En la década de 1960, durante el Concilio Vaticano II, el Papa San Pablo VI revisó el rito y lo adaptó a los tiempos actuales, ampliando quienes pueden recibir el sacramento: Enfermos graves, personas de edad avanzada, niños enfermos que ya tengan uso de razón, personas que van a tener una cirugía importante; personas que en su momento pidieron la Unción, aunque ya no son conscientes y cuando hay duda de la muerte de la persona.

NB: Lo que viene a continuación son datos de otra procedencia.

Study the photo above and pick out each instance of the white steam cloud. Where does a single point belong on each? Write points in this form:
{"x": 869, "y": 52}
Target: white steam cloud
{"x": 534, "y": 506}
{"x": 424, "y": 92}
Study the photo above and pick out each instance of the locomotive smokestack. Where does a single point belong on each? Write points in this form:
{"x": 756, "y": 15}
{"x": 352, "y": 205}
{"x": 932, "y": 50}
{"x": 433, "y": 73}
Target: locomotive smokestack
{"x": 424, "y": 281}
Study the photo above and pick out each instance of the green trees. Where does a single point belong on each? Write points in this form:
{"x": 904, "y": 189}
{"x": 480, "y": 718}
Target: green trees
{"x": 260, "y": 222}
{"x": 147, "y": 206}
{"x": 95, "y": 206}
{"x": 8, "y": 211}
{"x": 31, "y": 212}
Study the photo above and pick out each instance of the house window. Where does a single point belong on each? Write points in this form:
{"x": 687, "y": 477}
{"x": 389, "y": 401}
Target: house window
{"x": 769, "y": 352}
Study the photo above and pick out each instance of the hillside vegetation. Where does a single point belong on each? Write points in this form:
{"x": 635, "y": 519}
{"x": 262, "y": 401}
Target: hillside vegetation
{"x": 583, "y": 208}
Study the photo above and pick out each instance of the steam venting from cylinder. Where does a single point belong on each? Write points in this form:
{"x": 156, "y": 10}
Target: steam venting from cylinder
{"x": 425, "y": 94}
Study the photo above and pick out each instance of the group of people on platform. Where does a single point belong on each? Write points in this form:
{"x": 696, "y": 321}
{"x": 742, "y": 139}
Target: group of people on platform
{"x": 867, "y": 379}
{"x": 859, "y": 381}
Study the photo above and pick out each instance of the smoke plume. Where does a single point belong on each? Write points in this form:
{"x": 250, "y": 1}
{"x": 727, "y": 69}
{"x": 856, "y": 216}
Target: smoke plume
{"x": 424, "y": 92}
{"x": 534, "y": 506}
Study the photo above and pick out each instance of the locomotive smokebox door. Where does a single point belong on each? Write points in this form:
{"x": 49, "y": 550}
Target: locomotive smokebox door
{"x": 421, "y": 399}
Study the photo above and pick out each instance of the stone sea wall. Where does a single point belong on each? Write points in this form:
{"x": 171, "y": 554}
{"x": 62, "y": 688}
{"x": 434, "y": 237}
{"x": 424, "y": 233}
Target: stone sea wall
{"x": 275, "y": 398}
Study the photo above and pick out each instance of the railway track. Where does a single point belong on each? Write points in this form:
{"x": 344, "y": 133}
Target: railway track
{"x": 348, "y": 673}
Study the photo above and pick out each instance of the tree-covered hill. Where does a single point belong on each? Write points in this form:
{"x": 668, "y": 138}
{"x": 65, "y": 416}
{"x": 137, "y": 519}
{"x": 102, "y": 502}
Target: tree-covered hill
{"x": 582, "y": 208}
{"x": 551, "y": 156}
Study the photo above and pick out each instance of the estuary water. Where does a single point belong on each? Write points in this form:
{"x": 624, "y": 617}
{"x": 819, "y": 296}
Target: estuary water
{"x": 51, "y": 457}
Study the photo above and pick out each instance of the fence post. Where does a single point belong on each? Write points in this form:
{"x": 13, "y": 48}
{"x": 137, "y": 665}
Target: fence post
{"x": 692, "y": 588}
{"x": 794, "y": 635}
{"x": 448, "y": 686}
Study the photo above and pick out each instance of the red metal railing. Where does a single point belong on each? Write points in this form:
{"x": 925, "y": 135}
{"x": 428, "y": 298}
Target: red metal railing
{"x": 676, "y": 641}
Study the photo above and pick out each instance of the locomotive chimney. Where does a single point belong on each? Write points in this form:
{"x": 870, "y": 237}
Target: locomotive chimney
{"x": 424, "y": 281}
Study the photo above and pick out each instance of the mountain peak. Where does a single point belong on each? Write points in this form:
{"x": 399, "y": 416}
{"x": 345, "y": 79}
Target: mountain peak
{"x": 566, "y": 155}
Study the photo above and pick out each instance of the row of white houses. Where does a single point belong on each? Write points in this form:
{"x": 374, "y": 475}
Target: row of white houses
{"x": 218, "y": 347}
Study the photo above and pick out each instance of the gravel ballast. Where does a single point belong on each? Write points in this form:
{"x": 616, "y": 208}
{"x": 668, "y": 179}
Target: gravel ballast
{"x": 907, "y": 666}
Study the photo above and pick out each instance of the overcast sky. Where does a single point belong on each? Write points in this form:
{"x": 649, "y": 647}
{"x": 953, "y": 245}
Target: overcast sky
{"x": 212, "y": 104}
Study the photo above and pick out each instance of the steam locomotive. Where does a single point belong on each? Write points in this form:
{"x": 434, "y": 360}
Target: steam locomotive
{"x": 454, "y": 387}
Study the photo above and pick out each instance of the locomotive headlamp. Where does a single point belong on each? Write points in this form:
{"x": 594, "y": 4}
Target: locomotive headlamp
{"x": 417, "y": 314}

El Padre Chacón realizó una reflexión con las intervenciones de varios sacerdotes donde analizaron sobre si la Unción de los Enfermos se puede extender a las personas que tienen padecimientos psiquiátricos y psicológicos, tendencias suicidas, sufran tentaciones fuertes, estén pasando por un luto o vivan con amenazas de muerte.

La charla finalizó con la conclusión de que no existen documentos magisteriales que hablen sobre el tema, pero que se espera que en algún momento se deba revisar el asunto; ya que existen numerosos casos de personas que piden el sacramento debido a estas situaciones.